Thursday March 24, 2016
Ready to start decluttering your home but don’t know where to start? Try this quick list:
- VHS movies, CDs and other outdated technology. Nostalgic, maybe. Clutter? Definitely. Either have these items converted into digital formats, or get rid of them.
- Old baby gear. Most cribs and car seats, for example, have expiration dates or dates the manufacturers recommend not using the item any longer for safety reasons. Wait for Babies R’ Us’ trade in events (twice per year) and get 25% off a new item, or, simply, take these items to a recycling center.
- Unused or old spices. If you open the jar lid and you don’t smell the spice, chances are it’s time to pitch it. Spices generally have a two year shelf life, so if you have a bunch of jars in your cabinet, get rid of what’s not getting used.
- Stuff that’s not yours. You’d be surprised how much stuff one can accumulate. Do you have friends or family members who continually leave things in your home? Or perhaps you borrow and forget to return? Designate a bin for other people’s stuff and empty it as often as possible.
- Random appliances. Do you like to collect those cakepop, Panini, empanada, etc. makers but never use them? Perhaps a large plastic bin can be filled and stored in the basement, or maybe these items are best donated to friends who would find better use for them.

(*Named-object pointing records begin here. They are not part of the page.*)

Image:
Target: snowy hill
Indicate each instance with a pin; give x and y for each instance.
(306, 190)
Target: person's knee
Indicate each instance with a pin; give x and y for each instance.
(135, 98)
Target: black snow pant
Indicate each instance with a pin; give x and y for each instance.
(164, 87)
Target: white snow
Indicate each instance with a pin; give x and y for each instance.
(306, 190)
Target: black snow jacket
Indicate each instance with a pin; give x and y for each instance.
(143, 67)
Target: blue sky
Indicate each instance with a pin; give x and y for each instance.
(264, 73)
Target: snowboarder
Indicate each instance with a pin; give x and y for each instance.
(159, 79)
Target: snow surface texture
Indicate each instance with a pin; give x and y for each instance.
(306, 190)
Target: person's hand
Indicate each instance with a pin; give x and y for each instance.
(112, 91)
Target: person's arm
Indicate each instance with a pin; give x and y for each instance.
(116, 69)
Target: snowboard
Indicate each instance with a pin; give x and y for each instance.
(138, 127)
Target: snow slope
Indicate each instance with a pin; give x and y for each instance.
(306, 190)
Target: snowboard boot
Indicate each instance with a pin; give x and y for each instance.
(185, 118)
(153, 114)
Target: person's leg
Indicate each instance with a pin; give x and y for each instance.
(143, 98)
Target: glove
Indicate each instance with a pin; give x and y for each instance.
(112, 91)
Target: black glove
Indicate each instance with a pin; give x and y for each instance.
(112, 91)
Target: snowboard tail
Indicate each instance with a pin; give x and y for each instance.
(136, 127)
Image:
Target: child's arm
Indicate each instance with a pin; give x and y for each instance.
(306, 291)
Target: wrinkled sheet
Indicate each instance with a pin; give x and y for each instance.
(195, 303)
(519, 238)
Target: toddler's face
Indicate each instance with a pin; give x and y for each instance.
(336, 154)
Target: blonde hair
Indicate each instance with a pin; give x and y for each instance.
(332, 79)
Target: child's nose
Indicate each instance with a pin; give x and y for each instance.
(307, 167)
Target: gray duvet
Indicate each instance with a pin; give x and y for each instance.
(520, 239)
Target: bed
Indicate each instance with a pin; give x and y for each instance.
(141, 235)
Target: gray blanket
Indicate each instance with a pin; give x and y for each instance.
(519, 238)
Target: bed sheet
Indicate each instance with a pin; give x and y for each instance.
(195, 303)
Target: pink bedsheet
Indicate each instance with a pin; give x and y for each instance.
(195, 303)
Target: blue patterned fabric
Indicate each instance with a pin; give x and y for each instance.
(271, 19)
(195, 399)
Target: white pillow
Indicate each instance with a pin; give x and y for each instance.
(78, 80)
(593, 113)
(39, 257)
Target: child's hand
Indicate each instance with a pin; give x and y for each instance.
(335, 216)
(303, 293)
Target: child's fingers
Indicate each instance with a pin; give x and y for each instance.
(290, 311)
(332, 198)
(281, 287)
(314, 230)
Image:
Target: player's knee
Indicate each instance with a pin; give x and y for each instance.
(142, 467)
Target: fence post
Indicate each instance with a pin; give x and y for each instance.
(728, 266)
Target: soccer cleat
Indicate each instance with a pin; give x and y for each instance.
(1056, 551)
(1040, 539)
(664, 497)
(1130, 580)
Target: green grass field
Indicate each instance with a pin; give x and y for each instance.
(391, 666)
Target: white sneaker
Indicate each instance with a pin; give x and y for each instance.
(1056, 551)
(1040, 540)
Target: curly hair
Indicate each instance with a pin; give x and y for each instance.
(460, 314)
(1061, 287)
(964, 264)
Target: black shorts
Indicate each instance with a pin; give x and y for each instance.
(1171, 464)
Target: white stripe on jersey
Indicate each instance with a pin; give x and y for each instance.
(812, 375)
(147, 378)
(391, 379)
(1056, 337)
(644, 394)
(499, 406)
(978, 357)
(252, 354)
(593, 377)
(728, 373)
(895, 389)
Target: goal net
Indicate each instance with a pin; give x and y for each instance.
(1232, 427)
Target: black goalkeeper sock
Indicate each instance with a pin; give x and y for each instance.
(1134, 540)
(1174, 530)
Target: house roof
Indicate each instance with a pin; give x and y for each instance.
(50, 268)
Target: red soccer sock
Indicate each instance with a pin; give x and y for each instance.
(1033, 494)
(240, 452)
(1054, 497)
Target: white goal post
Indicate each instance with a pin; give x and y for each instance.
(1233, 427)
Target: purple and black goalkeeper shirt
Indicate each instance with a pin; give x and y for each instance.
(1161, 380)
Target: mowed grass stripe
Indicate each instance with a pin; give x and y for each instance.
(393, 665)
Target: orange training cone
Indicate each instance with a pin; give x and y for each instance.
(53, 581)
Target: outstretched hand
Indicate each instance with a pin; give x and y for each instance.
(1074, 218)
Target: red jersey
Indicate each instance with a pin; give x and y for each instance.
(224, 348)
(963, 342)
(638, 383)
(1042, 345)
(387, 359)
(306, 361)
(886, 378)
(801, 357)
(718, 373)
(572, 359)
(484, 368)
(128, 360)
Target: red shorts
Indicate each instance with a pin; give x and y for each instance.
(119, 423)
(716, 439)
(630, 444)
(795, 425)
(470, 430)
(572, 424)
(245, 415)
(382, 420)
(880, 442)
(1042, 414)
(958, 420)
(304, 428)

Still having trouble figuring out what to do with some of your stuff? Here are a few common obstacles while decluttering and some tips on how to work through them:
- It was expensive. You may have paid a lot of money for something, but if it’s not getting used, then it’s taking up valuable space in your life. While decluttering, try not to think about selling these items. It’s more than likely that you will not get back enough of what you invested to take the sting of getting rid of the item.
- It was a gift. Again, if it’s not getting used then it’s taking up space. The sheer presence of that item might actually make you feel guilty for not using it. Consider donating these items to those who will be able to enjoy them more than yourself.
- It might be something I need later. This thought comes up often. From overbuying consumables or even storing furniture for the 50+ person party you’ll probably never have. And if you’ve ever said “I’m not sure what it is, but I might need it,” – chances are you won’t. Some like to live by the general rule of: “if I haven’t used it in 2 years, it’s out of here.”
- It was an heirloom. This is likely the trickiest circumstance to overcome. Sentimental value often overtakes logical usability. If what you’re holding onto is taking up so much space that you can’t even enjoy the memories, perhaps find a new way to remember loved ones is best.